Critica Kogut: Cauã Reymond em estado de graça com papel duplo em 'Um lugar ao Sol'

Esta semana, em “Um lugar ao Sol”, Cauã Reymond apareceu numa cena em que matutava: “O que eu ainda não sei sobre você?”. Era Christian, se referindo ao irmão, Renato. Na novela de Lícia Manzo, como se sabe, ele ocupou o lugar do gêmeo morto. Eles nunca conviveram e só se conheceram brevemente, já adultos. O público está a par de tudo, mas os demais personagens — com exceção de Ravi (Juan Paiva) — acreditam que estão lidando com Renato. É um Renato mais maduro e equilibrado, mas a mesma pessoa. Nem Bárbara (Alinne Moraes), sua mulher, imagina a verdade, embora já tenha notado que ele mudou. Esta não é a primeira vez que uma novela explora os possíveis conflitos que se abrem em torno de gêmeos idênticos.
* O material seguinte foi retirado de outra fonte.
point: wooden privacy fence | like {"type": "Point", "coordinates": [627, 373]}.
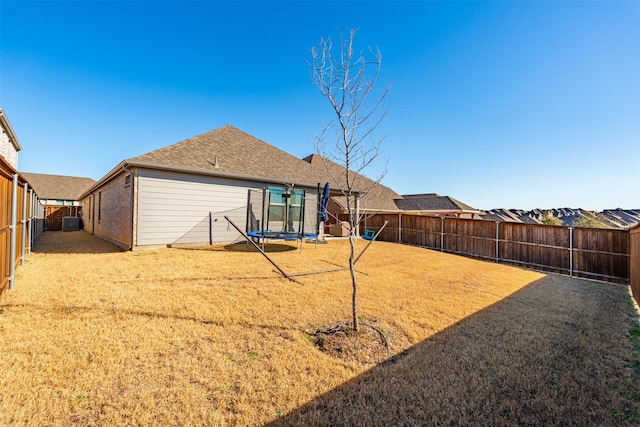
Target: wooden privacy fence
{"type": "Point", "coordinates": [21, 222]}
{"type": "Point", "coordinates": [602, 254]}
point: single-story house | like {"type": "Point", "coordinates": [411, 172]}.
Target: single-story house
{"type": "Point", "coordinates": [165, 196]}
{"type": "Point", "coordinates": [59, 195]}
{"type": "Point", "coordinates": [434, 204]}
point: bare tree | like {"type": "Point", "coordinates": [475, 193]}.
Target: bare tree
{"type": "Point", "coordinates": [346, 78]}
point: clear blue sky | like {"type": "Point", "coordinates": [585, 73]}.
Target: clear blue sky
{"type": "Point", "coordinates": [498, 104]}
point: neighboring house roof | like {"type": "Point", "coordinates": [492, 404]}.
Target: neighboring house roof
{"type": "Point", "coordinates": [4, 122]}
{"type": "Point", "coordinates": [434, 203]}
{"type": "Point", "coordinates": [230, 152]}
{"type": "Point", "coordinates": [58, 187]}
{"type": "Point", "coordinates": [377, 196]}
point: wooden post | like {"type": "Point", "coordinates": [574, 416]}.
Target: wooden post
{"type": "Point", "coordinates": [571, 251]}
{"type": "Point", "coordinates": [12, 250]}
{"type": "Point", "coordinates": [497, 241]}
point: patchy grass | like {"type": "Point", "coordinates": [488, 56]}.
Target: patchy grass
{"type": "Point", "coordinates": [95, 336]}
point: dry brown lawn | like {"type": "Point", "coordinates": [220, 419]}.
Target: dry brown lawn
{"type": "Point", "coordinates": [95, 336]}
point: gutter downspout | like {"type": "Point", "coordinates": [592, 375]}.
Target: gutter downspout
{"type": "Point", "coordinates": [131, 201]}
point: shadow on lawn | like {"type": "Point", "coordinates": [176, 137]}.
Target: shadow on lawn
{"type": "Point", "coordinates": [72, 242]}
{"type": "Point", "coordinates": [556, 352]}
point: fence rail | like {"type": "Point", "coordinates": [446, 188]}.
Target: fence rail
{"type": "Point", "coordinates": [21, 222]}
{"type": "Point", "coordinates": [602, 254]}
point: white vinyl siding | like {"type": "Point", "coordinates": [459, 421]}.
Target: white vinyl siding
{"type": "Point", "coordinates": [171, 204]}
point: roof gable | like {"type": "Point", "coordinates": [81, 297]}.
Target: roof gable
{"type": "Point", "coordinates": [377, 197]}
{"type": "Point", "coordinates": [228, 151]}
{"type": "Point", "coordinates": [58, 187]}
{"type": "Point", "coordinates": [431, 202]}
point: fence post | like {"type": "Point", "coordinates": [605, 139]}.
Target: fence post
{"type": "Point", "coordinates": [497, 241]}
{"type": "Point", "coordinates": [31, 221]}
{"type": "Point", "coordinates": [570, 251]}
{"type": "Point", "coordinates": [24, 224]}
{"type": "Point", "coordinates": [12, 251]}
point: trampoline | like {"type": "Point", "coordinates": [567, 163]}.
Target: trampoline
{"type": "Point", "coordinates": [280, 235]}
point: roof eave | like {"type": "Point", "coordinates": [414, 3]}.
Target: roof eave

Um exemplo muito conhecido é o de “Mulheres de areia”, de Ivani Ribeiro. Na versão mais recente, Gloria Pires brilhou no papel duplo de Ruth e Raquel, a boa e a má. Àquela altura (1993), a Globo já dispunha de recursos de tecnologia necessários para que elas aparecessem juntas em cena. Foi marcante. Mas o que estamos vendo em “Um lugar ao Sol” é diferente. Uma das mais brilhantes autoras da sua geração, Lícia enveredou, sim, pelo melodrama. Mas não se limitou à dualidade barata. Ela foi muito mais longe na criação desses personagens. Verdade que a internet logo apelidou os irmãos de “o Cauã pobre” e o “Cauã rico”. Mas há muito mais separando os dois do que isso. Ela enfrentou o maniqueísmo fácil e vem obtendo sucesso nas dificuldades da sutileza. A cada sequência em que Christian é confrontado com algum traço do irmão ou um acontecimento da vida dele que ignora, mil camadas se apresentam. O personagem mantém o tempo inteiro um canal de diálogo consigo próprio. Só o telespectador enxerga aquele seu olhar perplexo, cheio de interrogações. O resultado é muito rico. Renato e Christian não são vilões nem mocinhos completos. Fogem às classificações tradicionais e se aproximam de figuras humanas e palpáveis da vida real.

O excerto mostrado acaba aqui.